So, confession: usually when I make a joke about being an old person who doesn’t understand the apps the young people like, I joke about Yik Yak, which has a dumb name and also hasn’t exactly set the world on fire, but what really makes me panic is Snapchat, a wildly popular app/messaging service (?)/content consumption platform (???) that I honestly could not even begin to tell you how it works or what using it is like. Still, I’m one step ahead of the folks who make Blondie, since I was already pretty sure that it works only on phones, not computers, which a quick visit to their baffling and terrifying website seems to confirm.

Having said all that, I don’t want to neglect the powerful and chilling core message of this strip, which is: this generation is so enamored with the idea of information being ephemeral that they’ve lost touch with the visceral world of matter. Dagwood destroys. Dagwood consumes. What once was, Dagwood makes not. If you’re not terrified, you should be.

Mark Trail, 4/8/17

One thing I definitely like in a kidnapper is that he takes an interest in the people he kidnaps. Like mostly they just throw you in the trunk of a car and hold you for ransom, but not this fellow! He wants to know Mark’s whole deal! What’s your name? What brings you to Rapid City, the city famous for people getting rapidly kidnapped at the airport the minute you get off the plane?

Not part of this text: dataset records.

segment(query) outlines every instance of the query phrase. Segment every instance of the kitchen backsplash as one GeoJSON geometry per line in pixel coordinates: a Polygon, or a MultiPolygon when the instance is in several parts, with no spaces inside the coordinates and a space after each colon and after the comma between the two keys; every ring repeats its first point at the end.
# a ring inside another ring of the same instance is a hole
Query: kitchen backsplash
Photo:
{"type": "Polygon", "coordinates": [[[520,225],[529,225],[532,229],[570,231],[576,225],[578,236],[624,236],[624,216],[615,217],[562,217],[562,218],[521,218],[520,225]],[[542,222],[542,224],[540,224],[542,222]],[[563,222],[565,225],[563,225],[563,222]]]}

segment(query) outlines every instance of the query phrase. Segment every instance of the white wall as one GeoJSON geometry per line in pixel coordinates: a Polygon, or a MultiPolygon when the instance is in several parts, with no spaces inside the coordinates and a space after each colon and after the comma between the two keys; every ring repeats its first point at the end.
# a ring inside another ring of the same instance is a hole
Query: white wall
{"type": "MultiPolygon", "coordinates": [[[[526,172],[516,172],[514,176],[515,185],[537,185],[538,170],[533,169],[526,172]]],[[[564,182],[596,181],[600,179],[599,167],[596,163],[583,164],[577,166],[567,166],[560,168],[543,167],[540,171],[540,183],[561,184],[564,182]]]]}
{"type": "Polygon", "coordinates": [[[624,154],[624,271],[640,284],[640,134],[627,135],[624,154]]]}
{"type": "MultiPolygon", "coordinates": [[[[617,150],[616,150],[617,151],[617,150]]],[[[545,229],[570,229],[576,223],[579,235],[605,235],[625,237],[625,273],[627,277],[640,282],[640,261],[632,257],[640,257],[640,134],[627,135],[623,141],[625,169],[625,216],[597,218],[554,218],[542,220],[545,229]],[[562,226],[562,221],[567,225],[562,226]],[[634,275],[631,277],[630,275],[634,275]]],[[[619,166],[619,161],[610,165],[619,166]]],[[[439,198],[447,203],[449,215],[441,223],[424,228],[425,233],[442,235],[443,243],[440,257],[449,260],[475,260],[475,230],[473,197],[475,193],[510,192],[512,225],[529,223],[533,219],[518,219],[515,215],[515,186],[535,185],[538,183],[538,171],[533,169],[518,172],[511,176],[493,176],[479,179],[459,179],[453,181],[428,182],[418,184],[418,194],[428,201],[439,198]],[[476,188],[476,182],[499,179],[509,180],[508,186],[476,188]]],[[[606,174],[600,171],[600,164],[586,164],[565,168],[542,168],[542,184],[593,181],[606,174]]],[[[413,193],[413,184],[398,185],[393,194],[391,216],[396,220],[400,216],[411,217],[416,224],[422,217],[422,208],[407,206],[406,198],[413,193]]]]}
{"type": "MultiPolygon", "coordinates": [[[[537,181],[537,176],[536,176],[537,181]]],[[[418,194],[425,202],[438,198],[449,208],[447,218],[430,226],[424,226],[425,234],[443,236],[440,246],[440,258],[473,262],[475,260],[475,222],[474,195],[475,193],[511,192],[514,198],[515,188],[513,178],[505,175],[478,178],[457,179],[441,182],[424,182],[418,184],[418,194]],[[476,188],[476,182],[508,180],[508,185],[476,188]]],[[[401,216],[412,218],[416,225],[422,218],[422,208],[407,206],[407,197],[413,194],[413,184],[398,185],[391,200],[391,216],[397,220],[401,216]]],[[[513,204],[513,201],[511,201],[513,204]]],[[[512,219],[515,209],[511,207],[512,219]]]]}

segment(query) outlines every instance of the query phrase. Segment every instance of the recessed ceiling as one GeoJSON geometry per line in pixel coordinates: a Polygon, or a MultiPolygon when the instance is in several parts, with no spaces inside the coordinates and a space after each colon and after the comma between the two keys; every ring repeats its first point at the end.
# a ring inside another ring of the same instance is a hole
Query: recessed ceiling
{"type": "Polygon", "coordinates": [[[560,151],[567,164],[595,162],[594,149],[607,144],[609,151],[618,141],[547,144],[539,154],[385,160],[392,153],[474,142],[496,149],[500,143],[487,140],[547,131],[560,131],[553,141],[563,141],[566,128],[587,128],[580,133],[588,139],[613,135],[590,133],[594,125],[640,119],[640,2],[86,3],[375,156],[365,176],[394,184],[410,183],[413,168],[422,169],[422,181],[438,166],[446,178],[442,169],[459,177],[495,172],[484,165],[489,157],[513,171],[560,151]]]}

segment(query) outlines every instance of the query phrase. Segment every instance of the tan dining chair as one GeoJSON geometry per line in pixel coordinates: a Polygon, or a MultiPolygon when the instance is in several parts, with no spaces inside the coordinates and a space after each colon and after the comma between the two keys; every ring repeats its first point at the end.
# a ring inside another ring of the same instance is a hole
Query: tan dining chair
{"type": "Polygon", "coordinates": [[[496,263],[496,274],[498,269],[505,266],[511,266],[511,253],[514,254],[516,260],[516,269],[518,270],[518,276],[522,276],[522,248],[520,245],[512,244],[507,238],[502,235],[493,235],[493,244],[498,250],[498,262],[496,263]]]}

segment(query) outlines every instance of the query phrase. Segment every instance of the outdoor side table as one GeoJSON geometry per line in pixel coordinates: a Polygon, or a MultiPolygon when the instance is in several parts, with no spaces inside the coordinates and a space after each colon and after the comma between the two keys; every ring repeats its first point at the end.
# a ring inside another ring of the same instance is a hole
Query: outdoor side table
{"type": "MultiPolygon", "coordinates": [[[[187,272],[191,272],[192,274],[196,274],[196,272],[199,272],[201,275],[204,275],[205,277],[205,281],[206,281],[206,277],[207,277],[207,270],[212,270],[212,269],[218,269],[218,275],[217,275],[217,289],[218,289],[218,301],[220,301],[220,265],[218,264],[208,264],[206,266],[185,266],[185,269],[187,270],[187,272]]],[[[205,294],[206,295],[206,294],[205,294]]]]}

It’s the final panel that really does it for me, though. “Oh, you’re going to the Indian reservation? Why? Are you some kind of writer or something? Just another white guy with a journalism degree looking to indulge your stereotype of a noble, vanishing people and write a 6,000 word pseudo-literary feature for some Condé Nast publication, where your kill fee is higher than the average annual income on the rez? You people make me sick.”

Rex Morgan, M.D., 4/8/17

“I’m only going to say this one: We’re sending Sarah to public school because it’ll be better for her, OK? Not because we’re poor. Got it? Don’t you dare even think that.”